さらに企業によっては、単身赴任者に対して手当や住宅補助、年に数回の帰国費用の支給など、経済的なサポート制度が整っている場合もあります。2拠点分の生活費がかかることを前提に、配慮されていることが多いのも特徴です。
単身赴任は、家族と離れて暮らすことになるため、寂しさや孤独を感じる場面が多くなります。特に子どもが小さい家庭では、成長の過程を直接見守れない寂しさや、家庭内の出来事にリアルタイムで関われないもどかしさを感じることもあるでしょう。
また、家事や健康管理もすべて自分でこなす必要があります。日本にいるときは家族で分担していたことも、一人で担うことになり、体調を崩したときやトラブルが起きたときには不安を感じやすくなります。
さらに、赴任先と日本の家族の間で生活を維持するため、航空券代や一時帰国費用、通信費(Wi-Fi環境や国際通話など)といった追加出費が想定以上にかさむこともあります。会社の補助があるとはいえ、2拠点生活ならではの金銭的な負担には注意が必要です。

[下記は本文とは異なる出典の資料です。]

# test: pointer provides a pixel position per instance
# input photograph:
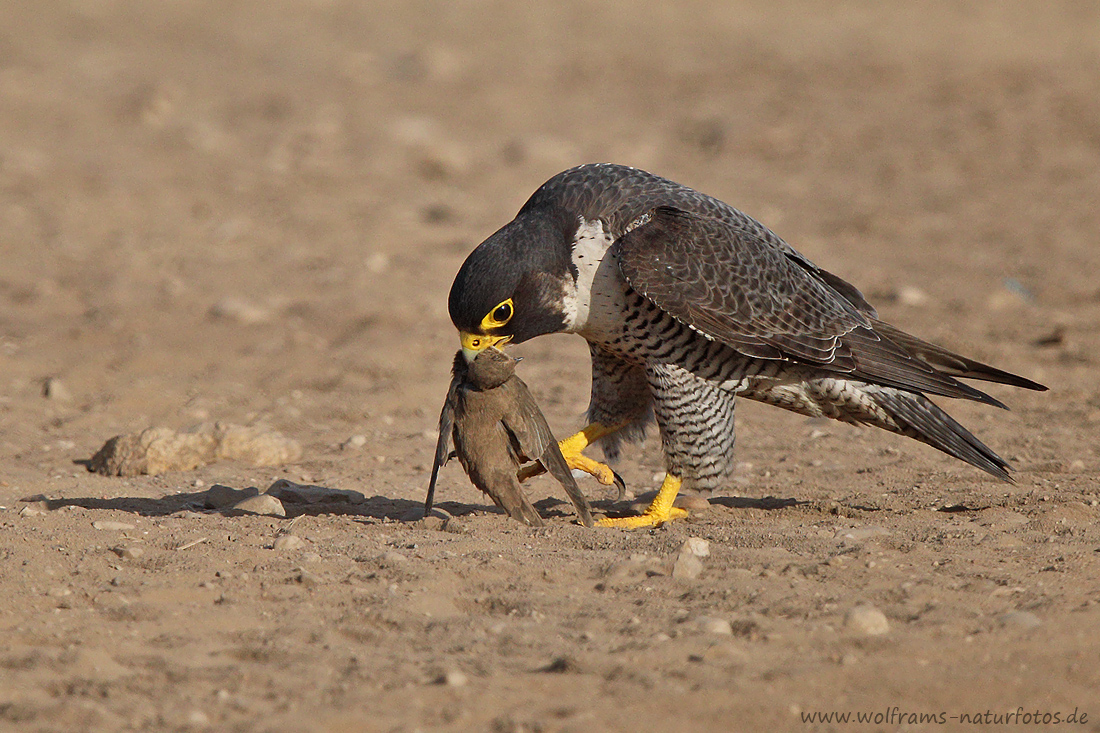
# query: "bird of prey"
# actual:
(686, 304)
(496, 426)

家族帯同の最大の魅力は、海外赴任中も家族と一緒に生活を送れることです。新しい土地での暮らしは何かと不安も多いものですが、家族がそばにいることで日常に安心感が生まれます。週末や休日には一緒に現地を観光したり、異国の文化を楽しんだりと、家族での思い出も自然と増えていきます。

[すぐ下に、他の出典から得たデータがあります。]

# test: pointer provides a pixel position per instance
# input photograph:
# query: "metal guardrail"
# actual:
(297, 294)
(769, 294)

また、特にお子さんにとっては、多様な価値観や文化に触れる機会となり、語学や国際感覚が身につくチャンスにもなります。現地校やインターナショナルスクールに通うことで、将来的な選択肢の幅が広がることも期待できます。
そしてもう一つのメリットは、精神的な安定です。単身赴任に比べて、仕事のストレスや生活の不安を家族と分かち合える環境は、赴任者本人にとっても大きな支えとなります。
家族帯同を選ぶ際にまず考慮すべきなのが、配偶者のキャリアや仕事です。帯同によって退職や休職を余儀なくされるケースも多く、日本で築いてきた職場でのキャリアや人間関係を一度手放さざるを得ないこともあります。また、帯同中の就労が制限される国もあるため、現地での再就職が難しい場合もあります。

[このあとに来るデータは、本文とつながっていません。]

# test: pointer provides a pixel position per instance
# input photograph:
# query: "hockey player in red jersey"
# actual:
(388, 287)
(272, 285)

子どもの教育面でも不安はつきものです。現地校・インターナショナルスクール・日本人学校といった選択肢の中から、自分たちに合った学校を見つける必要がありますが、言語やカリキュラムの違いから、子どもがなじめるまでに時間がかかるケースも少なくありません。
さらに、帯同には住まいの確保やビザ取得、保険加入、家財の輸送など、さまざまな準備が必要です。国や地域によっては、日本と比べて生活費が高額になることもあり、家計に与える影響も事前に把握しておく必要があります。
単身赴任と家族帯同、どちらが正解というものではなく、家族の状況や赴任先の環境によって最適な選択は変わってきます。ここでは判断時に参考にしたい代表的なポイントをまとめました。
Q.「単身赴任でも、家族が一時的に現地を訪れることはできますか?」
A.可能なケースが多いです。観光ビザや一時滞在ビザを利用して、数週間〜数か月程度の滞在ができる場合があります。ただし、国によってビザの種類や滞在期間の上限が異なるため、事前に調査・手続きを行うことが必要です。
Q.「家族帯同にかかる費用はどれくらい?会社は負担してくれる?」
A.企業によって異なりますが、家賃補助や帯同手当、子どもの学費補助などを支給してくれるケースがあります。ただし全額補助とは限らず、一部自己負担が発生することも。帯同を検討する際は、会社の海外赴任規定をしっかり確認することが大切です。
Q.「帯同から途中で単身赴任に切り替える、またはその逆はできますか?」
A.可能な場合もあります。
ただし、ビザの再申請や住居の変更、子どもの学校手続きなどが必要になるため、手間と費用がかかることを想定しておくと安心です。 特に帯同先での家族の生活がうまくいかない場合など、柔軟に見直すことも視野に入れておくと良いでしょう。
Q.「現地での医療や緊急時の対応が心配です…
A.大使館・総領事館が情報提供や支援を行っているほか、企業によっては現地医療機関との提携や日本語対応の医療サポート窓口を用意している場合もあります。 また、海外旅行保険や医療保険の内容も事前に確認しておくことをおすすめします。
Q.「家族帯同の場合、今の持ち家はどうなりますか?」
A.主な選択肢は、空き家にする/売却する/人に貸す、の3つです。
もし海外赴任が2~3年程度で、将来的にその家に戻りたい気持ちがあるなら、人に貸すのがおすすめです。賃貸に出せば家賃収入を得られるうえ、空き家のまま放置するよりも住宅の劣化を防げます。「期間を限定して貸し出す“リロケーション”という仕組みを利用すれば、赴任終了後にスムーズに自宅へ戻ることもできます。